内部的d_ff通常比d_model大得多，论文里用的是512到2048的扩展，这一下子就给了非线性变换充足的容量。
dropout放在ReLU之后、第二次线性投影之前，这是目前比较主流的做法。
原始论文用的是ReLU，后来像GPT这些工作更多用GELU，这是一个值得留意的演进细节。

为什么偏偏是两层？论文里的实验表明，一层表达能力确实不够，但三层以上的收益又微乎其微。两层就是性能和资源之间最优的那个平衡点。

5. Positional Encoding

为序列引入位置信息

Self-Attention有一个特性一定会让你意外——它是对位置完全不敏感的。不管你把序列里的元素怎么打乱，输出结果都一样。为了引入位置信息，原始论文用的是正余弦编码。

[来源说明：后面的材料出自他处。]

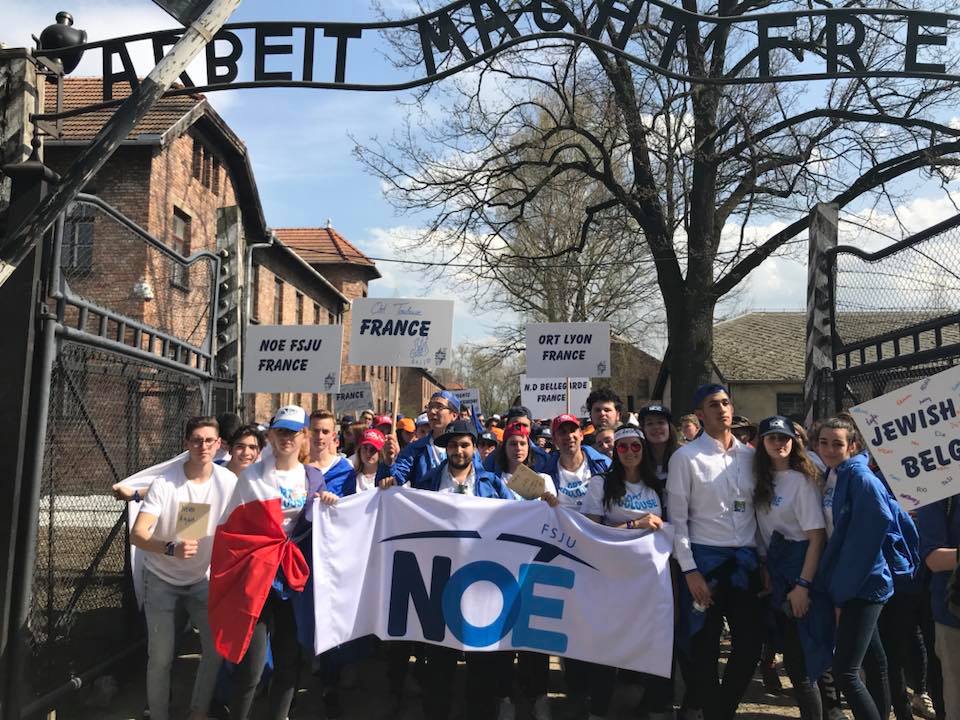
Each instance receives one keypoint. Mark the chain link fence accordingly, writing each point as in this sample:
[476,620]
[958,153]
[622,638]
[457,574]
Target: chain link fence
[109,416]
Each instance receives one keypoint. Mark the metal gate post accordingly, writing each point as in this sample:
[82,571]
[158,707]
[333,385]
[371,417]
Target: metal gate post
[26,366]
[819,353]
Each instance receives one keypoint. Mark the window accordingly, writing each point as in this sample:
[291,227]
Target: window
[76,253]
[278,302]
[180,243]
[790,405]
[256,293]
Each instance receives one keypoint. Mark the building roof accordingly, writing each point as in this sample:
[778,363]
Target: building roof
[324,246]
[771,346]
[83,91]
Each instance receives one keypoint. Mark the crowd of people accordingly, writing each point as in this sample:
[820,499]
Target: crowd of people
[782,543]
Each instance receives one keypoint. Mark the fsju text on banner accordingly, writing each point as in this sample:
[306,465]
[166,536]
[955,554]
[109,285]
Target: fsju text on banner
[914,435]
[292,358]
[401,332]
[547,397]
[482,574]
[568,350]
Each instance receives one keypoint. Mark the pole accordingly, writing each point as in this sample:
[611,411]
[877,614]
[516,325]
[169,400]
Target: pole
[93,157]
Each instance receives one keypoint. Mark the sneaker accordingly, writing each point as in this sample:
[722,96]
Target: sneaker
[922,705]
[836,714]
[541,708]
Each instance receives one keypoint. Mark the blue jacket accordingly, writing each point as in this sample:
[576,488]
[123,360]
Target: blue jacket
[937,530]
[596,460]
[486,484]
[540,460]
[853,564]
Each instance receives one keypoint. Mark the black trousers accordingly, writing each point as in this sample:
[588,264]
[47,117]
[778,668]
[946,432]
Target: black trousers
[743,611]
[276,620]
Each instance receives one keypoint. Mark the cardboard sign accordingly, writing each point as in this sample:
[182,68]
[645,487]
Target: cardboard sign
[193,520]
[526,483]
[401,333]
[353,398]
[292,358]
[568,350]
[469,397]
[914,435]
[547,397]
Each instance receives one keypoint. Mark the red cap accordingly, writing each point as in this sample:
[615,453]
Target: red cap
[374,438]
[563,420]
[515,429]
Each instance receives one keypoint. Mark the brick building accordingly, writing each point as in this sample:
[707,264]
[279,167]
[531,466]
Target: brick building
[185,177]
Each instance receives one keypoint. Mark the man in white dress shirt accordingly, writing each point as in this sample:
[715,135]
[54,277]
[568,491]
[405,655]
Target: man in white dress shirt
[710,484]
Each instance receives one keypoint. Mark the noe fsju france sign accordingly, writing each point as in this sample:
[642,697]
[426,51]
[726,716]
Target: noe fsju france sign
[401,332]
[292,358]
[914,435]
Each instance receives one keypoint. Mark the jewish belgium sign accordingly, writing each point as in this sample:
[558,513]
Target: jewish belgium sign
[802,45]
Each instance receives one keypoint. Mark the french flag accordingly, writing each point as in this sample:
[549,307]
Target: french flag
[249,546]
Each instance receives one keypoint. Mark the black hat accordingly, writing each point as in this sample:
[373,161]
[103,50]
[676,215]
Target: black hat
[656,409]
[457,427]
[779,425]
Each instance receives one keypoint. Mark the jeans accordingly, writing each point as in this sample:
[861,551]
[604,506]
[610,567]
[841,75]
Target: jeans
[805,688]
[277,620]
[743,611]
[856,634]
[160,600]
[948,650]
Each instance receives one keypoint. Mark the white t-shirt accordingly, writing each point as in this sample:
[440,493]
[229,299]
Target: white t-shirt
[795,508]
[572,486]
[448,484]
[292,485]
[639,500]
[828,490]
[163,500]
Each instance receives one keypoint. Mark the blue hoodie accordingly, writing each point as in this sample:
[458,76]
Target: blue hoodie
[853,565]
[486,484]
[596,460]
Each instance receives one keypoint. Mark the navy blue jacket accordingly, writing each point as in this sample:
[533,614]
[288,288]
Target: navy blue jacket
[939,531]
[486,484]
[853,565]
[596,460]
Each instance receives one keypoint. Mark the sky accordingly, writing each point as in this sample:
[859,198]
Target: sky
[300,144]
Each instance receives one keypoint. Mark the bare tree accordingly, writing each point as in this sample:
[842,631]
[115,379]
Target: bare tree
[691,164]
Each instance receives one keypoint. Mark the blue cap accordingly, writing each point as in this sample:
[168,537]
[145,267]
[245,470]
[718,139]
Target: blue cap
[290,417]
[705,391]
[451,399]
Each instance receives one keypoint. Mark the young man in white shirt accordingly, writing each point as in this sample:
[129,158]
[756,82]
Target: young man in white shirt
[176,570]
[710,484]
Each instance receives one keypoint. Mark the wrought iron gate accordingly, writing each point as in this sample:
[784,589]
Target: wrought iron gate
[895,313]
[134,358]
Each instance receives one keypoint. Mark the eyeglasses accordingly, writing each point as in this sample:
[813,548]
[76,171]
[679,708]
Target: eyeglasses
[201,442]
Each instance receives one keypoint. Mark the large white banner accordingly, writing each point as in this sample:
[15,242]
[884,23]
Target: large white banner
[547,397]
[914,435]
[402,333]
[568,350]
[482,574]
[292,358]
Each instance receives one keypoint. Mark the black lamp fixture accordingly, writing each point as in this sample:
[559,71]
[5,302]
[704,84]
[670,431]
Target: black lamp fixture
[62,34]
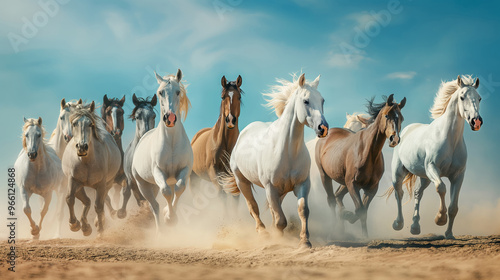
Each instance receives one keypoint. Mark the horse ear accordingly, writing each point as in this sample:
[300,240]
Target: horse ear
[315,83]
[476,83]
[239,81]
[105,100]
[302,79]
[402,103]
[159,79]
[390,99]
[178,76]
[223,81]
[153,100]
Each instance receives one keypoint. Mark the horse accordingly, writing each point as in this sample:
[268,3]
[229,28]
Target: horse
[38,170]
[144,116]
[163,158]
[435,150]
[355,160]
[212,146]
[91,159]
[112,115]
[274,156]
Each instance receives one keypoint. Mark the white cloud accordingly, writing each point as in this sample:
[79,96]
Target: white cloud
[402,75]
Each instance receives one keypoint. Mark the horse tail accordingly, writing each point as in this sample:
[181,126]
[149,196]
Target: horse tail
[226,179]
[409,182]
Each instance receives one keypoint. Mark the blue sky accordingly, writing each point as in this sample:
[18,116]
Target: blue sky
[87,49]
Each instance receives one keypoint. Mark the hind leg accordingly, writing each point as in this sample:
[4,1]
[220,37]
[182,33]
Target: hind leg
[398,174]
[246,189]
[419,191]
[456,185]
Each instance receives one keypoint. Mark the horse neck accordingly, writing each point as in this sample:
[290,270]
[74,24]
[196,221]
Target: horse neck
[291,132]
[453,122]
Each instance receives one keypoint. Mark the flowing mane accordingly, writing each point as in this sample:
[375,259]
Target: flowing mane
[185,104]
[444,94]
[280,94]
[28,123]
[84,111]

$PE (p o s, 2 i) = \sin (\frac{p o s}{1000 0^{2 i / d_{m o d e l}}})$

$PE (p o s, 2 i + 1) = \cos (\frac{p o s}{1000 0^{2 i / d_{m o d e l}}})$

为什么用正余弦而不用可学习的位置嵌入？这里有三个很实在的理由：

它可以处理比训练时更长的序列，也就是有外推能力。
不需要额外参数，省内存。
相对位置信息通过线性变换就能表达出来——因为sin(α+Δ) = sinα·cosΔ + cosα·sinΔ，这里天然存在线性关系。

代码解析

class PositionalEncoding(nn.Module):
    """PE(pos, 2i) = sin(pos / 10000^(2i/d_model))
    PE(pos, 2i+1) = cos(pos / 10000^(2i/d_model))"""
    def __init__(self, d_model: int, max_len: int = 5000, dropout: float = 0.1):
        super().__init__()
        self.dropout = nn.Dropout(dropout)
        pe = torch.zeros(max_len, d_model)
        position = torch.arange(0, max_len, dtype=torch.float).unsqueeze(1)
        div_term = torch.exp(torch.arange(0, d_model, 2).float() * (-math.log(10000.0) / d_model))
        pe[:, 0::2] = torch.sin(position * div_term)  # 偶数维度
        pe[:, 1::2] = torch.cos(position * div_term)  # 奇数维度
        pe = pe.unsqueeze(0)
        self.register_buffer('pe', pe)

    def forward(self, x):
        x = x + self.pe[:, :x.size(1), :]
        return self.dropout(x)

代码里有几个细节值得拿出来说说：

div_term用了指数形式而不是直接算10000的2i/d_model次方，这是为了数值稳定性。
register_buffer这一步让pe可以跟着模型一起移动到CPU或GPU上，但不会作为参数被优化器更新。
forward里直接把pe和输入相加，通过broadcast机制对齐维度，这是最经典的做法了。

6. Layer Normalization

维度规范化

Layer Normalization做的事情是：对每个样本的所有维度做一次变换——减去均值，除以标准差，然后再做一个可学习的线性变换。跟Batch Norm不同，LN不依赖batch的大小，处理变长序列的时候要稳定得多。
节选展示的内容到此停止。